Given the above, this statement would seem to be a bit of a stretch based on the jury’s verdict.

Sure, the DOJ sentencing memorandum mentions the jury’s verdict on this issue, but it relegates the verdict to a mere footnote. Here is the footnote in its entirety:

“The government recognizes that the jury returned a verdict of “not guilty” to the charge contained in Count 11 of the indictment, a substantive violation of the Foreign Corrupt Practices Act. The government believes that the jury found Congressman Jefferson not guilty on Count 11, at least in part, because he ultimately failed to deliver the $100,000.00 in cash to the Nigerian Vice President before the Vice President departed the United States on July 31, 2005. However, the evidence fully supports the proposition that the jury, nevertheless, found that the defendant conspired to bribe the Vice President of Nigeria, an object of the conspiracy charged in Count 1, a count on which the jury returned a guilty verdict.
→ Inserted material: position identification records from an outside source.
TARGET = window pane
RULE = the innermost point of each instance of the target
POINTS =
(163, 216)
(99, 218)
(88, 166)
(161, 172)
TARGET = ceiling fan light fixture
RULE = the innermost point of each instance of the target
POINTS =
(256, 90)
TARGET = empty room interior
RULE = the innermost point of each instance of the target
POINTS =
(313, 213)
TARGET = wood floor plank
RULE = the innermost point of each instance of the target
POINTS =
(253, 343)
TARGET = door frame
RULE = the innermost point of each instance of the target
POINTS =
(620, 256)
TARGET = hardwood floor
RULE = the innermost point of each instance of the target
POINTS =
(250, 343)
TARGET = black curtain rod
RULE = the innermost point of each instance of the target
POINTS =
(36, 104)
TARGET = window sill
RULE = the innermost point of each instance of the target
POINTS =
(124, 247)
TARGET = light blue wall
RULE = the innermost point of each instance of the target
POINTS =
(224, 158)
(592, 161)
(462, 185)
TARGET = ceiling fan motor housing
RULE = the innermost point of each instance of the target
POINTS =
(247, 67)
Such a verdict would not require proof of the actual delivery of the cash to the Vice President (front end) or actual payment of the percentage of the proceeds of the joint venture (back end). The government believes that the evidence supports such a split finding by the jury as to Counts 1 and 11. Although delivery of the cash to the Vice President of Nigeria was not a legal pre-requisite to finding Congressman Jefferson guilty of Count 11, it offers a compelling explanation for the jury’s split verdict. Finally, the government recognizes that such a split verdict can never be completely confirmed because the conspiracy charged in Count 1 contained three objects, one of them being the charge related to the bribe of the Vice President of Nigeria. The verdict form completed by the jury on August 5, 2009 did not require the jury to delineate which, if not all, of the objects charged in the conspiracy in Count 1 were found to have been proved, only that at least one of the objects was proven by the government beyond a reasonable doubt.”
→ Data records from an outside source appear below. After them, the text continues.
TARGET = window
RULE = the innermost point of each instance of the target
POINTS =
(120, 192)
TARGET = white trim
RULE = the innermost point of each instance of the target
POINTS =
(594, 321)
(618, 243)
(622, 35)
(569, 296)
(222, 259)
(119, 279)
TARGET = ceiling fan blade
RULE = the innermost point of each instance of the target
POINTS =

As if relegating a jury verdict to a footnote is not unsettling enough, yesterday Assistant Attorney General Breuer in his speech (see here for the post) was so bold as to say this:

“In the past few months, we have the completed the trials of the Greens in California, of Mr. Bourke in New York and of former Congressman William Jefferson in Virginia. In each of these cases, individuals were found guilty of FCPA violations and face jail time.”